Closed schinavro closed 2 years ago
I had the same issue trying to use the pretrained model. In my case it generated silence only.
Here are the exact steps I use to generate audio from the pretrained model:
git clone https://github.com/lmnt-com/diffwave
cd diffwave
pip install .
wget https://lmnt.com/assets/diffwave/diffwave-ljspeech-22kHz-1000578.pt
wget https://lmnt.com/assets/diffwave/22kHz/ljspeech/reference_0.wav
python -m diffwave.preprocess .
python -m diffwave.inference diffwave-ljspeech-22kHz-1000578.pt -s reference_0.wav.spec.npy -f
The result is placed in output.wav
and should sound reasonable. Can you give these steps a shot and see if it works for you?
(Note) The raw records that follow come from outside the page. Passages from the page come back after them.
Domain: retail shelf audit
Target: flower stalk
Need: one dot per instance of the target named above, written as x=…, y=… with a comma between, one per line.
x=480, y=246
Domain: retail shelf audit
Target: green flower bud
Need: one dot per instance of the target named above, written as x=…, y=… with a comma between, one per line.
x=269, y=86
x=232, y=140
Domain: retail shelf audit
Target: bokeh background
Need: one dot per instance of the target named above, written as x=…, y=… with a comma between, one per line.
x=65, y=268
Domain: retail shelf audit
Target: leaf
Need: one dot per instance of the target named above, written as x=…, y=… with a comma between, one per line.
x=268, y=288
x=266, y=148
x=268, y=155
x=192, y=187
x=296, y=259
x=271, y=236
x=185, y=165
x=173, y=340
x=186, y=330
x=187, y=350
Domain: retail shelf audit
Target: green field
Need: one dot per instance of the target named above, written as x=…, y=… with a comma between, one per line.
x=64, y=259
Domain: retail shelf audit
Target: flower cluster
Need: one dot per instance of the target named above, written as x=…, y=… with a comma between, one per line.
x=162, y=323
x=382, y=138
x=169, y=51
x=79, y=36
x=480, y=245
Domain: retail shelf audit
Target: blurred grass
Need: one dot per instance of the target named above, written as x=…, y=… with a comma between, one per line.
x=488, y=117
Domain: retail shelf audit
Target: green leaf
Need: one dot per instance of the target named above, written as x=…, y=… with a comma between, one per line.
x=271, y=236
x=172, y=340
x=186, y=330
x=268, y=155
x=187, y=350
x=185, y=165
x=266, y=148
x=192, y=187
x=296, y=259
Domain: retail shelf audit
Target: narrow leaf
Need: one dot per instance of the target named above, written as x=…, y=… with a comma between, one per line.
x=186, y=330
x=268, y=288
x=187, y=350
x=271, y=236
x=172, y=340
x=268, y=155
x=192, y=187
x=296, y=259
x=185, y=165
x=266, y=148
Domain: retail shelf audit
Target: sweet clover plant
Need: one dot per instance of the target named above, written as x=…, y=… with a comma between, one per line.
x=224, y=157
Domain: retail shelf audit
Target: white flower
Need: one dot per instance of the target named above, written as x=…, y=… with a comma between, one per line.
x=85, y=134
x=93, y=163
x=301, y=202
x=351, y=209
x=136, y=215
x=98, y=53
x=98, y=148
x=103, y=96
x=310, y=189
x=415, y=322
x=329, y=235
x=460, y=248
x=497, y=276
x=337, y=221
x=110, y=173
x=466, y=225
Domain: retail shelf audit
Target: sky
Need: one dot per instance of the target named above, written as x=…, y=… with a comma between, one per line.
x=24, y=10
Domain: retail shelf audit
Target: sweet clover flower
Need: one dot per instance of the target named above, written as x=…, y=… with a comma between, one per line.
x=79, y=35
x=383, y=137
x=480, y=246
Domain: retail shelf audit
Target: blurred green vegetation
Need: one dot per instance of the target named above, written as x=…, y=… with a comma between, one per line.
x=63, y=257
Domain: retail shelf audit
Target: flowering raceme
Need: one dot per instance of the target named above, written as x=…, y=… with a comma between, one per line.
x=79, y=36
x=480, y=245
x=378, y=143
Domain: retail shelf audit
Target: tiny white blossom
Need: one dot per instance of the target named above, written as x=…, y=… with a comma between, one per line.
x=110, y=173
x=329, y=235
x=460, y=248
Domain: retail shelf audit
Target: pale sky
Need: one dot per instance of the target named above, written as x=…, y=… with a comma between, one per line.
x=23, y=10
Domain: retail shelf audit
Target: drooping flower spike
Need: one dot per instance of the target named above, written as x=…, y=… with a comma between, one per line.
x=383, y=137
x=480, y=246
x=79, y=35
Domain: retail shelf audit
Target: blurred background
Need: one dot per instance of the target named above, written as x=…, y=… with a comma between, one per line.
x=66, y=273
The most common cause for silence / unstable audio is incorrect input scaling. I've updated the preprocessing script to behave correctly with newer versions of torchaudio; maybe that was the issue you were running into.
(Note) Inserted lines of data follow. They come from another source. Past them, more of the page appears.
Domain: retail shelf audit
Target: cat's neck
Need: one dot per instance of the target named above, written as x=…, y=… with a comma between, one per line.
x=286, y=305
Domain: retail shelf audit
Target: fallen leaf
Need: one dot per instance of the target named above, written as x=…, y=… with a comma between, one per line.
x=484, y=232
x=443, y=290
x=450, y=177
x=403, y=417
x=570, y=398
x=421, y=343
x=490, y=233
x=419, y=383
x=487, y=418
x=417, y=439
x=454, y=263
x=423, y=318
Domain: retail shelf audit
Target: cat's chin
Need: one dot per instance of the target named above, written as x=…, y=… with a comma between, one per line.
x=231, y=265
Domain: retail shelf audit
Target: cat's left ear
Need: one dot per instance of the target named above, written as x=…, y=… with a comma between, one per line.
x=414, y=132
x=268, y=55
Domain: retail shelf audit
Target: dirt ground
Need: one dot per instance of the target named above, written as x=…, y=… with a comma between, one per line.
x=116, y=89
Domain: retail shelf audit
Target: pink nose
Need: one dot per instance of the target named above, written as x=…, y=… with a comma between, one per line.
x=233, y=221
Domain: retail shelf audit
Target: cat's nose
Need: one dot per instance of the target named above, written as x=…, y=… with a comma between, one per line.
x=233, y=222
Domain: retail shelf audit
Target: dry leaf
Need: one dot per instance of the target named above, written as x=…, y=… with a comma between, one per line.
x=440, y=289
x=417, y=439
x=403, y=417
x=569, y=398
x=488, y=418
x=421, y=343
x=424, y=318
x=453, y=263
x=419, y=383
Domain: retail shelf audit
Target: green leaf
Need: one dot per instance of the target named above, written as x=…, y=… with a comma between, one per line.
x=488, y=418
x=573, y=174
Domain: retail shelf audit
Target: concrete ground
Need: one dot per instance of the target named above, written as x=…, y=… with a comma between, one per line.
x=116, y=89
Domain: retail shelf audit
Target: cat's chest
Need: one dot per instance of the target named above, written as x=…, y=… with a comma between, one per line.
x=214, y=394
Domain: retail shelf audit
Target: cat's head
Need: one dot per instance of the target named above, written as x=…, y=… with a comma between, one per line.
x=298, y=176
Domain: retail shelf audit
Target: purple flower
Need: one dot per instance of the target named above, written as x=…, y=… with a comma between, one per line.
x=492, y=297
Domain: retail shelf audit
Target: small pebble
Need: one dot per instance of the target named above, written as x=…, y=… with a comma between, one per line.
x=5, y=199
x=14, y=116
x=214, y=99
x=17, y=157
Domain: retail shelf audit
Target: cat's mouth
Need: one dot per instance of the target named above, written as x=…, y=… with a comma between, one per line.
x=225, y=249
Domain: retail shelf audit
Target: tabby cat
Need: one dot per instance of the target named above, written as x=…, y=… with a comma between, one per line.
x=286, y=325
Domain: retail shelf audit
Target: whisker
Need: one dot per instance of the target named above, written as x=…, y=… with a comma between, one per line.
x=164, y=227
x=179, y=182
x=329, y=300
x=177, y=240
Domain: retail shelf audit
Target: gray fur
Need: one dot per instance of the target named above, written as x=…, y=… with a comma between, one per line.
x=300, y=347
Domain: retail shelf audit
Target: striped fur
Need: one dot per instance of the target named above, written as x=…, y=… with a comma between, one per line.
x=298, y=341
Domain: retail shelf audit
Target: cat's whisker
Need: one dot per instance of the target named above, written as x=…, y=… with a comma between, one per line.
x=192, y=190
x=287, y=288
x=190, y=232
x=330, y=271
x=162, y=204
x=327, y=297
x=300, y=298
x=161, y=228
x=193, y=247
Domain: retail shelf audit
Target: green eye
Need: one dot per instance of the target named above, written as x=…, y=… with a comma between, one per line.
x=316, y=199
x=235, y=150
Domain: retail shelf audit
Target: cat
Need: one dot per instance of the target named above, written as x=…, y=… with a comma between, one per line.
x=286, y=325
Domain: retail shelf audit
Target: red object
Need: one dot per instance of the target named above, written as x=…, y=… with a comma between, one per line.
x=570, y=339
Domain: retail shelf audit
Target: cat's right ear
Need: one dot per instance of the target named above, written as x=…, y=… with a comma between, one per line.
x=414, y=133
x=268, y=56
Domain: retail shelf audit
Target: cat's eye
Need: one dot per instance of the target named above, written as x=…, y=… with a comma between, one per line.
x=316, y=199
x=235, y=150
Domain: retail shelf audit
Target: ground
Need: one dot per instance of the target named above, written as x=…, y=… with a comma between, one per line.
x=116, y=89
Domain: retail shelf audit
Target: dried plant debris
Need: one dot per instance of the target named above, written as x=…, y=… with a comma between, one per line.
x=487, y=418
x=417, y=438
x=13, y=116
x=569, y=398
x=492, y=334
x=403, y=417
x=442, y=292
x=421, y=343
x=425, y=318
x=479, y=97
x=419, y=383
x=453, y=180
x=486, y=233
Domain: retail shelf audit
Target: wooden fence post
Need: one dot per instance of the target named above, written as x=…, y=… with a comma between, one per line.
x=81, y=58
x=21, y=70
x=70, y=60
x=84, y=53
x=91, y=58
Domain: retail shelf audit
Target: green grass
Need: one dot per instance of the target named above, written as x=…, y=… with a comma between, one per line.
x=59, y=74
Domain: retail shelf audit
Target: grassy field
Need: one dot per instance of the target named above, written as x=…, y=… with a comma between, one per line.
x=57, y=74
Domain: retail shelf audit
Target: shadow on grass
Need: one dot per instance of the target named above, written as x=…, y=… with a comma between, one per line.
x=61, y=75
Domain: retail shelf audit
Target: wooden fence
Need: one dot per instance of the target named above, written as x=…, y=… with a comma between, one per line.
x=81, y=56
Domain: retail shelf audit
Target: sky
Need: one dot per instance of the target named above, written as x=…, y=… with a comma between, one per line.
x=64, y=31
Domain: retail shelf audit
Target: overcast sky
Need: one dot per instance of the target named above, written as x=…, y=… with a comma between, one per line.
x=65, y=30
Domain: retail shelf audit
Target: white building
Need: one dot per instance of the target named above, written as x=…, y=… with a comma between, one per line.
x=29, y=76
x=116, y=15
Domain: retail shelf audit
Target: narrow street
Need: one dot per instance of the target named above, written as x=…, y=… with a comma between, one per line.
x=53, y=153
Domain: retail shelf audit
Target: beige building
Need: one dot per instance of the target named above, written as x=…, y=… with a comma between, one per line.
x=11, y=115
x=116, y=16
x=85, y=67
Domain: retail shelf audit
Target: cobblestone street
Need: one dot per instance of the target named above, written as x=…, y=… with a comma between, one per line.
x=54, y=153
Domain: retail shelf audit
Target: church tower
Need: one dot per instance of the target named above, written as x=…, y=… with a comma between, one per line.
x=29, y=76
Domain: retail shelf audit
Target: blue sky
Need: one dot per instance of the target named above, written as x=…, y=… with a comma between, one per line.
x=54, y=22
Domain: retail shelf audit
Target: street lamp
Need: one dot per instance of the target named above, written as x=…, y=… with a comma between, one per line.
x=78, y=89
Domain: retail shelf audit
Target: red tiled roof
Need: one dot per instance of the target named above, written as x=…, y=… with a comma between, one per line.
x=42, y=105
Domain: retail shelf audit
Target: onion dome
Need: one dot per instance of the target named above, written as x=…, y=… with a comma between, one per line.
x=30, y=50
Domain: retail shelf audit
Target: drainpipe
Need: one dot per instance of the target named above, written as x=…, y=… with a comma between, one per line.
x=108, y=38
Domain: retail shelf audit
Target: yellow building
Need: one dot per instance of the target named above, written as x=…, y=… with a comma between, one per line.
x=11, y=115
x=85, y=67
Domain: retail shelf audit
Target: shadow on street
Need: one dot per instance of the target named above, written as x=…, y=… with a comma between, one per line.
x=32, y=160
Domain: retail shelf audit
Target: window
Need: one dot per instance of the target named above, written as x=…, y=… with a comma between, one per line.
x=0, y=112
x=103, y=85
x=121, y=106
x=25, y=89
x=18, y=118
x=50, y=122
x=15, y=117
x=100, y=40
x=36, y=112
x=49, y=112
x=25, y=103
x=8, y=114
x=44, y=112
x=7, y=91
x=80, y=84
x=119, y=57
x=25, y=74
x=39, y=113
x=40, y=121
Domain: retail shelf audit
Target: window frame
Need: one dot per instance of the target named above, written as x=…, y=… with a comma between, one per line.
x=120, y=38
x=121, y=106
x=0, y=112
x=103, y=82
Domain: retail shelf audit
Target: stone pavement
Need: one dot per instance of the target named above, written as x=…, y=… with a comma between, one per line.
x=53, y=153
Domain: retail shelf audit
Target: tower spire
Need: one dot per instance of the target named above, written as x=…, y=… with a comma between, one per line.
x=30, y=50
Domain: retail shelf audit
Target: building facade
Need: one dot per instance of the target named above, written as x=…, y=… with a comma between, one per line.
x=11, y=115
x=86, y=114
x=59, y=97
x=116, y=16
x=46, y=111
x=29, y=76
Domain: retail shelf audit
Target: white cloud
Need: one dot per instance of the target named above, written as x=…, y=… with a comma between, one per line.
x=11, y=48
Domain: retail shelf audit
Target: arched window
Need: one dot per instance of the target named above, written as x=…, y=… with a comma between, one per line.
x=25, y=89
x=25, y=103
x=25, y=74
Hi, I have trouble using pre-trained model and badly wants your help.
I wanted to check the performance of
Diffwave
with pretrained prameters.Since there was no demo for it, I've write my own script that importing pretrained model.
Purpose of the script is to compare the original audio and generated audio from pretrained vocoder.
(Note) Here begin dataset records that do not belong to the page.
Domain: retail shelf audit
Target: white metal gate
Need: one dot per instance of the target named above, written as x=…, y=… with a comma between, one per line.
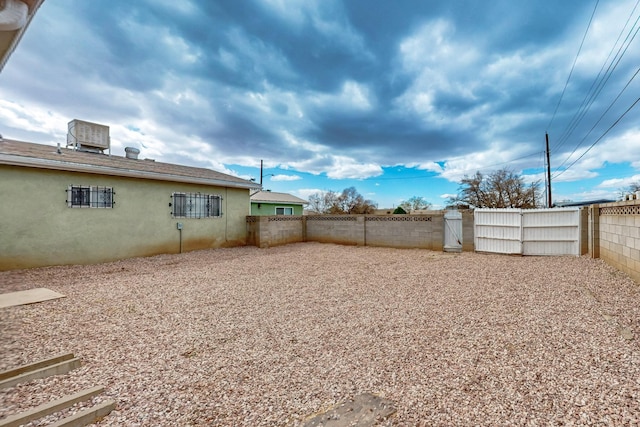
x=453, y=231
x=528, y=231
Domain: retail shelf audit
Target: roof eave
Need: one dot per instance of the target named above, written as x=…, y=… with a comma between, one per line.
x=106, y=170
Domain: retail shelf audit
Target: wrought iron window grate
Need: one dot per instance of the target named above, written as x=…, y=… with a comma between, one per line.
x=84, y=196
x=195, y=205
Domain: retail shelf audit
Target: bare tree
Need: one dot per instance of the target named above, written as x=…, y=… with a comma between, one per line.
x=347, y=202
x=500, y=189
x=415, y=203
x=322, y=202
x=352, y=202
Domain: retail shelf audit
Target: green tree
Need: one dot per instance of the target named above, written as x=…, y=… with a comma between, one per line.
x=415, y=203
x=500, y=189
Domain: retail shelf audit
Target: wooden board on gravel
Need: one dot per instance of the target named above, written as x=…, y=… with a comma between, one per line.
x=29, y=296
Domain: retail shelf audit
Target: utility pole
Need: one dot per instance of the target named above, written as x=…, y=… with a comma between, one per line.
x=548, y=172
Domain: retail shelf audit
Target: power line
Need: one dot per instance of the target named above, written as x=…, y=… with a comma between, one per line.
x=600, y=119
x=600, y=81
x=600, y=138
x=574, y=64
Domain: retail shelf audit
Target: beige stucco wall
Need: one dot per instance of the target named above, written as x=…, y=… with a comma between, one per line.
x=37, y=228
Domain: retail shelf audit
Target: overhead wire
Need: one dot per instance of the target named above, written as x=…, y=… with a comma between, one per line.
x=598, y=121
x=600, y=138
x=573, y=66
x=600, y=81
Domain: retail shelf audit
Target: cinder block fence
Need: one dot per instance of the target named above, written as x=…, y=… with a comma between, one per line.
x=610, y=231
x=614, y=235
x=397, y=231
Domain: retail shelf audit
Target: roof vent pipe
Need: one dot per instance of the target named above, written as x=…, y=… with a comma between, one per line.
x=131, y=152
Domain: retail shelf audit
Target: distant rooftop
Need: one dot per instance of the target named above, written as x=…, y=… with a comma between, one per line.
x=583, y=203
x=273, y=197
x=15, y=17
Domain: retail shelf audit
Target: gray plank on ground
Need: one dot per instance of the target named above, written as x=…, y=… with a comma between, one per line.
x=364, y=410
x=35, y=365
x=87, y=416
x=47, y=371
x=50, y=407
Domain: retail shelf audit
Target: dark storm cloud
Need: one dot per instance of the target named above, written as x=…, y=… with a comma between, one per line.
x=299, y=82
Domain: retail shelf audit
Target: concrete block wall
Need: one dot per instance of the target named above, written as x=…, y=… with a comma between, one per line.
x=265, y=231
x=340, y=229
x=406, y=231
x=618, y=235
x=398, y=231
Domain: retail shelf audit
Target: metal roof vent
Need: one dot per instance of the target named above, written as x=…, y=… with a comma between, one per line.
x=132, y=152
x=87, y=136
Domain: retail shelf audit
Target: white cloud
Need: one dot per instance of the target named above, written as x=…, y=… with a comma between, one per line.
x=286, y=178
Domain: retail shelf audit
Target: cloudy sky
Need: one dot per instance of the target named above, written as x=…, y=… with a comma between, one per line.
x=396, y=98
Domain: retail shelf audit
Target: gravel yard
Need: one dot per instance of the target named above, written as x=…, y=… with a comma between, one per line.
x=266, y=337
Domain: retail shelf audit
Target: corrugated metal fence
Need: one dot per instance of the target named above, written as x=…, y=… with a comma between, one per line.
x=528, y=231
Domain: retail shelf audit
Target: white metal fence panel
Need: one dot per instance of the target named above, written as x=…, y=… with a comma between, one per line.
x=498, y=230
x=453, y=231
x=528, y=231
x=551, y=231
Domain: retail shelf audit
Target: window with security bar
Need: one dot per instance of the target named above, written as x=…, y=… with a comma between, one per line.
x=284, y=211
x=196, y=205
x=83, y=196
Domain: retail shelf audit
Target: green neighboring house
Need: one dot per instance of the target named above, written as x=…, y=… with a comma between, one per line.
x=82, y=206
x=272, y=203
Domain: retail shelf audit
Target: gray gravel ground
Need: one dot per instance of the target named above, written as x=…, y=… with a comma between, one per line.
x=266, y=337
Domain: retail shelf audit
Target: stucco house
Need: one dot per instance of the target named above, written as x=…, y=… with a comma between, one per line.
x=272, y=203
x=80, y=205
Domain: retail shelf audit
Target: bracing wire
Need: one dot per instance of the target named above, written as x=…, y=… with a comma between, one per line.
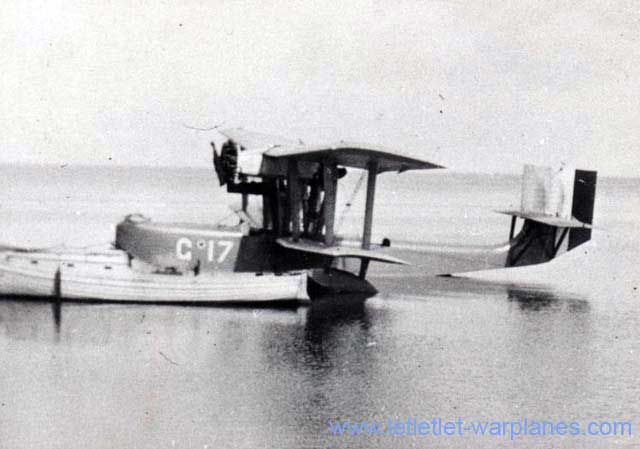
x=348, y=204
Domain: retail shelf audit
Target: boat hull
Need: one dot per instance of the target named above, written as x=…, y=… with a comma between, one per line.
x=108, y=277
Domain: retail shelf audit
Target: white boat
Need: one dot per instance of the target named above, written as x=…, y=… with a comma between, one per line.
x=108, y=276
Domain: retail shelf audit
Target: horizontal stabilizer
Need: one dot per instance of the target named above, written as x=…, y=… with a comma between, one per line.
x=314, y=247
x=550, y=220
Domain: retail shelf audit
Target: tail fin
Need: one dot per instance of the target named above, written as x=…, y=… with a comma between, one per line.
x=584, y=195
x=547, y=220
First, I've generated Mel spectrogram from one of audio samples provieded in https://github.com/lmnt-com/diffwave#audio-samples.
Using the created spectrogram,
spec
, I've generate audio file which should give similar audio from above.However, the results was far from the original. It was unstable, and doesn't give similar results on the Demo.
Is there any problem on my code? or Is there way of properly using pre-trained parameters?
I would really appreciate if there is any example code that I can use pre-trained model properly.
Thanks.